Mutualized industrywide risk mitigation through the shared ownership of payment and settlement systems has long been a pillar of the global financial infrastructure. On any business day U.S. payment and settlement systems in the securities, futures, options, cash, and currency markets settle transactions valued at over $13 trillion.
What should be of great interest to those in the risk management profession is the benefit and the systemic risk all financial institutions share in using these systems, whether from failure of individual transactions, a member's inability to meet obligations to other members, or systemic vulnerabilities like systemwide outages.
Treasury Secretary Henry Paulson has put payment and settlement systems into the debate about our latest financial crisis by saying they generally are not subject to any standards or to any specifically designated regulatory system or governance structure. "Our current regulatory regime is almost solely focused above ground, at the tree level. The real threat to market stability is below ground, at the root level, where the health of financial firms is intertwined."
The vulnerability of this "intertwined" financial system had been a subject of much debate dating back to October 1987, when the U.S. market infrastructure suffered its first structural collapse.
In discussing the recent financial crisis and the reasons for bailing out Bear Stearns Cos., it was recognized that JPMorgan Chase & Co. was a member of all the world's payment and settlement systems and could step in rather seamlessly as the guarantor of Bear Stearns' obligations.
More complex examples of vulnerability abound.
The 1974 Herstaat Bank failure froze payments and prompted the Bank for International Settlements to establish what is known today as the Basel Committee to study systemic risk. The newly installed Nymex futures-clearing system failed and froze funds for two days in the 1990s. On Sept. 11, 2001, the government securities settlement system collapsed as a result of the destruction of Bank of New York's downtown New York facilities. In 2005 the paper backlog of unsettled transactions in the rapidly growing over-the-counter derivatives market nearly froze the collateralized debt and credit default swaps markets, where no organized payment and settlement system exists.
Mr. Paulson's recent "Blueprint for a Modernized Financial Regulatory Structure" addresses this most critical vulnerability by proposing a federal charter for systemically important payment and settlement systems. The proposal includes giving the Federal Reserve Board the primary authority to establish regulatory standards for these systems.
He further comments that such standards may be quite different than those for other types of financial services providers, because payment and settlement systems exist to provide services within short time frames and with minimal risk to the funds and instruments transferred. Thus, risk-based capital standards, currently the focus of the Basel II regime, may not provide the same degree of protection for payment and settlement systems as for traditional financial institutions.
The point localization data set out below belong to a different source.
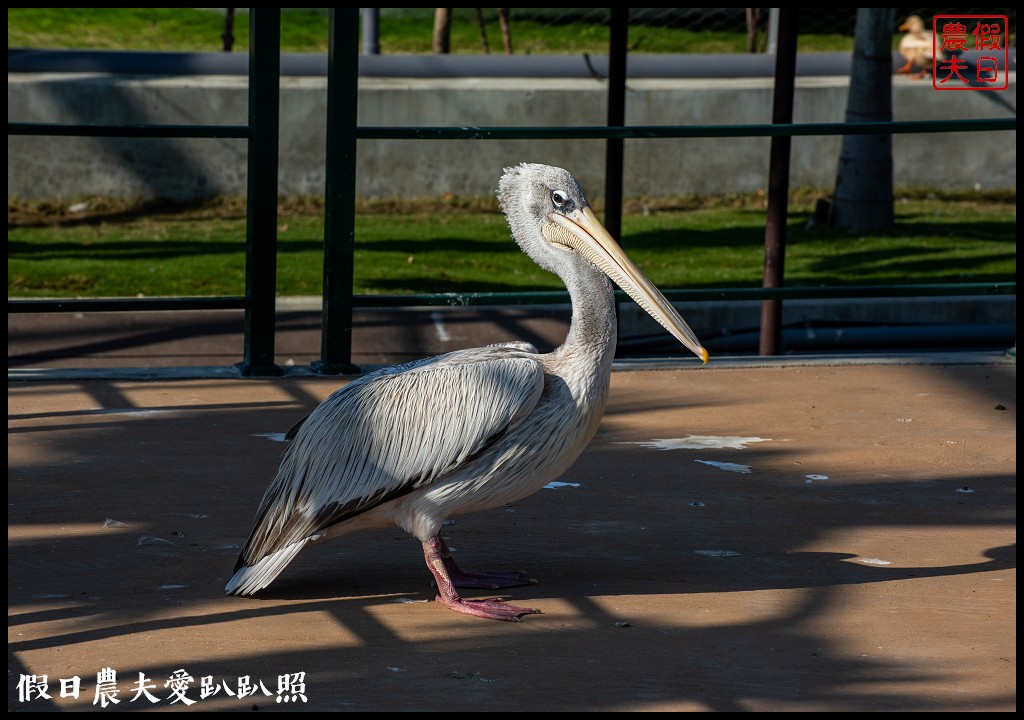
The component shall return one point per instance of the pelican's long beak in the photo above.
(585, 234)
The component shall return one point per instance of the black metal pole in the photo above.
(339, 218)
(261, 212)
(614, 146)
(778, 182)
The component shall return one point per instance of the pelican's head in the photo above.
(552, 221)
(913, 24)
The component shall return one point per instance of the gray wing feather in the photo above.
(389, 433)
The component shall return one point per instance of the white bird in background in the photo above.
(915, 47)
(417, 443)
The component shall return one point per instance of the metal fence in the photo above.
(651, 30)
(339, 234)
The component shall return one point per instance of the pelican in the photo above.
(915, 46)
(417, 443)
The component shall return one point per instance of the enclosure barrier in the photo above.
(339, 301)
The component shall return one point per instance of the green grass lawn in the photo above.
(401, 31)
(452, 246)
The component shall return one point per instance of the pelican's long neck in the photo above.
(590, 346)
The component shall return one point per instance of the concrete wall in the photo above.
(49, 168)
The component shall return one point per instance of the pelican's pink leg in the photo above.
(439, 561)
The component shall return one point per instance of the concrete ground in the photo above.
(793, 534)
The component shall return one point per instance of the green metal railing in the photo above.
(261, 212)
(343, 132)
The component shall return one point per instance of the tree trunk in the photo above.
(753, 16)
(503, 19)
(863, 198)
(442, 31)
(227, 37)
(483, 30)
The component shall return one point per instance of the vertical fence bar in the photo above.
(614, 147)
(261, 207)
(339, 218)
(778, 182)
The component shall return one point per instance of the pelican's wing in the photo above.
(391, 432)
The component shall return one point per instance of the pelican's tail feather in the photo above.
(251, 579)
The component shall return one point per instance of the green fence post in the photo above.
(339, 218)
(261, 212)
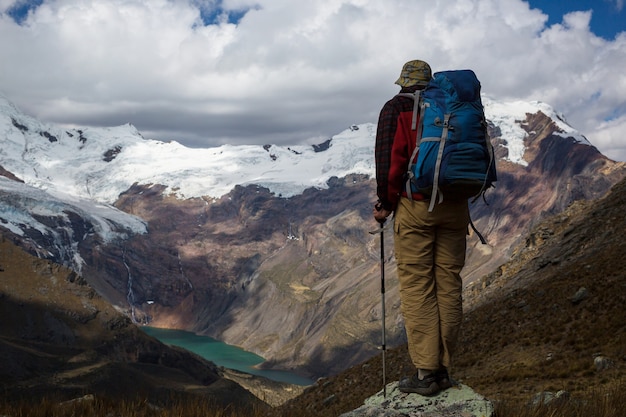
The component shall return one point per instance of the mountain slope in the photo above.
(550, 319)
(58, 338)
(262, 247)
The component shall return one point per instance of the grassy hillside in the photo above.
(538, 323)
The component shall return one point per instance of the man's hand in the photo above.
(380, 214)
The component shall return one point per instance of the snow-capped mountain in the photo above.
(102, 163)
(266, 247)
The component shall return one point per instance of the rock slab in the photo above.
(458, 401)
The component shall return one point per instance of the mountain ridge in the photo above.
(293, 279)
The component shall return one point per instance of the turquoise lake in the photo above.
(223, 354)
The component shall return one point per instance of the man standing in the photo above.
(429, 245)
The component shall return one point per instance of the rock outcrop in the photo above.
(458, 401)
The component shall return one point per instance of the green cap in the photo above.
(414, 73)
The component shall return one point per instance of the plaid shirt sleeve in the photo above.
(386, 130)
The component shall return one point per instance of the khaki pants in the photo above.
(430, 253)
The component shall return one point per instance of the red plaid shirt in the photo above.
(387, 188)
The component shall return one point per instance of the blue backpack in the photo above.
(455, 158)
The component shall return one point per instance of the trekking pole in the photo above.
(382, 295)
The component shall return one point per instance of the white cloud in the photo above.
(296, 71)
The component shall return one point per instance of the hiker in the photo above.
(429, 245)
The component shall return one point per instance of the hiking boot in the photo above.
(443, 379)
(427, 386)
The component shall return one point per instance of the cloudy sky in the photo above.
(207, 72)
At its heart, Basel II sets a risk-adjusted capital standard for financial institutions. Looking within the general structure of the broad categorization of risk, the "payment and settlement" business line is now categorized under "banking," to the exclusion of asset management, trading and sales, retail brokerage, and corporate finance.
This banking categorization suggests monetary settlements exclusively and should be reviewed with a view to being included as an all-inclusive loss event type under all the business lines. Doing so would assure the capturing of both physical assets and contract settlements in addition to traditional money settlements and help provide dimension to the impact of systemic payment and settlement risk.
Two recently formed entities — the Continuous Linked Settlement Bank, a foreign-exchange settlement system, and Omgeo, a post-trade matching service for securities transactions — operate as mutualized risk-sharing facilities within the global payment and settlement system.
In the OTC derivative market, the President's Working Group is proposing a mutualized risk-mitigating facility to act as a central counterparty to support the payment and settlement of derivative contracts. A proposed industry-owned utility for the matching, clearing, and settlement of standardized reference data would minimize operational risk of data failures for all who subscribe to its standardized services.
The Basel Committee has stated that financial institutions will be allowed to reduce capital for operational risk by as much as 20% through the use of risk mitigators. Currently the primary one is insurance. All the existing and proposed risk-sharing industry-owned payment and settlement systems should qualify its members to receive further relief under the stated Basel II criteria.
Reduced systemic risk within a seamless, real-time, centrally regulated payment and settlement system would be a just reward for the institutions that embrace more mutualized risk mitigation within the Basel II framework. In response, regulators should be willing to revisit Basel's 20% limit for the maximum reduction of capital for operational risk.